A lifelong outdoorsman, Barker hiked and fished at his Mount Lassen cabin into his 90s.
Before his B-12 breakthrough, Barker was part of a team in 1944 that discovered how living cells synthesize sucrose. The success of that research was based in no small part on Barker's pioneering use of radioactive carbon-14 tracers to illuminate the biochemical reactions taking place in the cell.
In 1959, Barker was studying common soil bacterium found in the mud from nearby San Francisco Bay. He and his colleagues were examining the bacteria's anaerobic fermentation of amino acids. Once they found that the reaction was dependent on vitamin B-12, the researchers isolated and partially characterized the vitamin in its coenzyme form. Barker's continued studies of the coenzyme eventually helped physicians understand and treat diseases related to B-12 deficiencies, such as pernicious anemia.

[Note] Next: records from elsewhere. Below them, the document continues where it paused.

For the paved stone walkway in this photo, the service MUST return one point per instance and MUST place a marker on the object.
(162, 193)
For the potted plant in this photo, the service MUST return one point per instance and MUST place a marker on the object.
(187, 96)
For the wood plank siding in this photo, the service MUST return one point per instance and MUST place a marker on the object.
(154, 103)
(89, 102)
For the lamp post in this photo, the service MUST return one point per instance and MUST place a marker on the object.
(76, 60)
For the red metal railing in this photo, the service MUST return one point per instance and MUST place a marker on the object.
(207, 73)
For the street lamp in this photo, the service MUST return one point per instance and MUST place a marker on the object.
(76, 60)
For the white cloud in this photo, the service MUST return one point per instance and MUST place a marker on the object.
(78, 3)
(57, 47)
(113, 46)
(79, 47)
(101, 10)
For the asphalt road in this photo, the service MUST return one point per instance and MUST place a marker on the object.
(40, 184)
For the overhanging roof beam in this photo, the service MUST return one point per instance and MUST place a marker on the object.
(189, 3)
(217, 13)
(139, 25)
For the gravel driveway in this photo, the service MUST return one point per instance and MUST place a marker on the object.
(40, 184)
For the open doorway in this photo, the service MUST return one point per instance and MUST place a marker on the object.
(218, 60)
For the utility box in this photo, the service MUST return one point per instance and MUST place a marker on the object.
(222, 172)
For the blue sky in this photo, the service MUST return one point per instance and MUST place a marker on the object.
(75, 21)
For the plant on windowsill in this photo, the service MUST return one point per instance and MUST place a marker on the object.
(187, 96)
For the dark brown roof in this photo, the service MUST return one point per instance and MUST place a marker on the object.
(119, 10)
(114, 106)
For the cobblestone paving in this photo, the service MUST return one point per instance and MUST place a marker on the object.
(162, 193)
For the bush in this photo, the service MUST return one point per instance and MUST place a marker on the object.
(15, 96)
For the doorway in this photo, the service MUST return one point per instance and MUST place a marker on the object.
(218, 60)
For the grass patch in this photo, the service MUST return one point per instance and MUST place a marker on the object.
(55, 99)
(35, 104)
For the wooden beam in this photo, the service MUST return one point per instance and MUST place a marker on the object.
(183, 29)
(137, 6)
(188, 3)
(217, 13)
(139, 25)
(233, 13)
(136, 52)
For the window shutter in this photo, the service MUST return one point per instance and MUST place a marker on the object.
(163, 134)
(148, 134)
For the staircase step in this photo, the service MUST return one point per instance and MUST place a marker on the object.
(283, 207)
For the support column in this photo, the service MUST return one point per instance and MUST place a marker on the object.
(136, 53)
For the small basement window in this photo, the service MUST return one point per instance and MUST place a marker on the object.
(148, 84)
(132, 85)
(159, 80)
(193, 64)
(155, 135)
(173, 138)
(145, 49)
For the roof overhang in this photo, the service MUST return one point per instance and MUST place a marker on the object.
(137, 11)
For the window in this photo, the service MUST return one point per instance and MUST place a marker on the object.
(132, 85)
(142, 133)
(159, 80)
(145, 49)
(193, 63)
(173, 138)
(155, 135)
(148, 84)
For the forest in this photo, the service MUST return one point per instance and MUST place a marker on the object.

Born in Oakland in 1907 and educated at Stanford University, Barker joined the UC Berkeley faculty in 1936 to teach soil microbiology. During his tenure at the university, he chaired the Department of Plant Nutrition, the Department of Plant Biochemistry, and from 1962-1964, the newly-formed Department of Biochemistry in the College of Letters and Science. A building on campus was named in his honor in 1988. A professor emeritus of biochemistry and recipient of the prestigious National Medal of Science, Barker died in 2001 after a brief illness at the age of 93.